🔮📖 Vocabulary of the exponential age

We’re living through a phase of technological acceleration unlike any before it. To make sense of it, we need a shared language.

This beginner’s vocabulary introduces the core ideas of the Exponential Age, from adoption curves and energy transitions to network effects and scaling laws.

Master these terms, and you’ll start to see the patterns behind technological change.

  • 🔖 Bookmark this page: this resource will evolve as the frontier moves.


A

Adoption curve = The rate at which a new technology or innovation is adopted by users, typically features a slow take-off, an exponential phase and then a lower growth rate. See also: S-Curve

Artificial intelligence (AI). Systems that perform tasks that typically require human cognition like perception, reasoning, learning, or decision-making. As it scales, it becomes both an amplifier of intelligence and a new source of physical demand. We consider it a general-purpose technology (GPT). See also: GPT

B

Baumol’s cost disease. The tendency for wages in low-productivity-growth sectors (such as education, healthcare, or live performance) to rise in line with those in high-productivity sectors, even when output per worker stagnates. Over time, this drives relative cost inflation in the “slow” parts of the economy.

Bottleneck.
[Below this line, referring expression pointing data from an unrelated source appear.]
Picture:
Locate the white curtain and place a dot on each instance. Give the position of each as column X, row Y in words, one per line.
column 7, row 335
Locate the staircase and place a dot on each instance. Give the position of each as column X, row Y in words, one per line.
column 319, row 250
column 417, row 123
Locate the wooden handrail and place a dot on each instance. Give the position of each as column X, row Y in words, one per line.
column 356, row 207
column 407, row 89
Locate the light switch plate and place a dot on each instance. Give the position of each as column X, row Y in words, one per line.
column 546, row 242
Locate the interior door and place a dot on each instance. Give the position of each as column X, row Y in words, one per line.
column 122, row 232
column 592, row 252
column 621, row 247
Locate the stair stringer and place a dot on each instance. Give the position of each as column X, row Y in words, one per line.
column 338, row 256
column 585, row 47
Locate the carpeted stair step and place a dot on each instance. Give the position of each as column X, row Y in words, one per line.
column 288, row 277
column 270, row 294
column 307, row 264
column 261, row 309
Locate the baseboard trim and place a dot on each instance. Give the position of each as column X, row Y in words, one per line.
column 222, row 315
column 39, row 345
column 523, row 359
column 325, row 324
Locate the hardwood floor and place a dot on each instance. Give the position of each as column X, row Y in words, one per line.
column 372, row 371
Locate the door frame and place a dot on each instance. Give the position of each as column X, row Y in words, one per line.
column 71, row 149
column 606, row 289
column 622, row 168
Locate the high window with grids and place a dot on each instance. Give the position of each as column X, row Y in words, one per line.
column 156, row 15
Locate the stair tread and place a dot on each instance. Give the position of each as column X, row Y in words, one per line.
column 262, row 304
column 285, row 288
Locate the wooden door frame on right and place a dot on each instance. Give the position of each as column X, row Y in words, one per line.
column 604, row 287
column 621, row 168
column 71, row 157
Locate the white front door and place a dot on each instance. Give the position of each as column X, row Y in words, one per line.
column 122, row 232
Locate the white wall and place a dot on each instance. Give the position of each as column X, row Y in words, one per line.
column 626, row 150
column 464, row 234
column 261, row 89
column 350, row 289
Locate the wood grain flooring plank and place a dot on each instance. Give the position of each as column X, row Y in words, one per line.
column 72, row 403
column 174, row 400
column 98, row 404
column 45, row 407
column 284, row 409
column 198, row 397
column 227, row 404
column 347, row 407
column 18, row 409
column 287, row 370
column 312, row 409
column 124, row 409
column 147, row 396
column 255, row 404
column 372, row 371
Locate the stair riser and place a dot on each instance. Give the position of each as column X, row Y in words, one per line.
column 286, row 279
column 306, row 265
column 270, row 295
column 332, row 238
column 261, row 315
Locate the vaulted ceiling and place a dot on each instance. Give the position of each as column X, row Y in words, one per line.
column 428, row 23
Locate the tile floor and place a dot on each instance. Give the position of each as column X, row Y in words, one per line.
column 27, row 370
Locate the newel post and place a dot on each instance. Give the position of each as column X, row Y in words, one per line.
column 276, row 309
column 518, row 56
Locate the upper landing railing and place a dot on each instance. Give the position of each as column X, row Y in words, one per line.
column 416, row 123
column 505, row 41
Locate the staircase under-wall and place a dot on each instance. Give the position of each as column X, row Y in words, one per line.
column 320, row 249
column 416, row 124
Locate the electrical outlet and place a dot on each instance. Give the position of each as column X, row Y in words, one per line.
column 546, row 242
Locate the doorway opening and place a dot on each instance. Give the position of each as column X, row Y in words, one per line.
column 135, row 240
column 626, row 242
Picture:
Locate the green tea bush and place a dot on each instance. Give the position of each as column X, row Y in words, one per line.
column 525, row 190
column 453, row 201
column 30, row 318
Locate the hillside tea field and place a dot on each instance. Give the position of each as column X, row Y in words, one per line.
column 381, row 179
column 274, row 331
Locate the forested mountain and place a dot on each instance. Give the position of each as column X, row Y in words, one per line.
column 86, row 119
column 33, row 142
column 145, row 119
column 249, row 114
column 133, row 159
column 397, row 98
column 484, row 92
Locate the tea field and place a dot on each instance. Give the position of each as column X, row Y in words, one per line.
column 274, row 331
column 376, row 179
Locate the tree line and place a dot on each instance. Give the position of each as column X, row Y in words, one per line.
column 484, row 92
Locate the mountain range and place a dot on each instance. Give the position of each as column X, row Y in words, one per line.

The limiting factor that constrains a system’s performance or scaling, often shifting over time from compute to energy, data, or talent. See also: scaling laws, modularity.

Breakthrough. A qualitative jump in capability or efficiency that resets expectations and renders previous performance baselines obsolete. See also: paradigm shift.

C

Capital intensity. The amount of capital required to produce a unit of output. Technologies that cheapen over time (e.g., compute, renewables) tend to reduce effective capital intensity.

Creative destruction. The process by which new technologies and firms replace old ones, reallocating resources across the economy. Term coined by Joseph Schumpeter. See also: technology transition.

D

Diffusion. The spread of innovation through populations or markets, governed by social, economic, and policy factors. See also: adoption curve.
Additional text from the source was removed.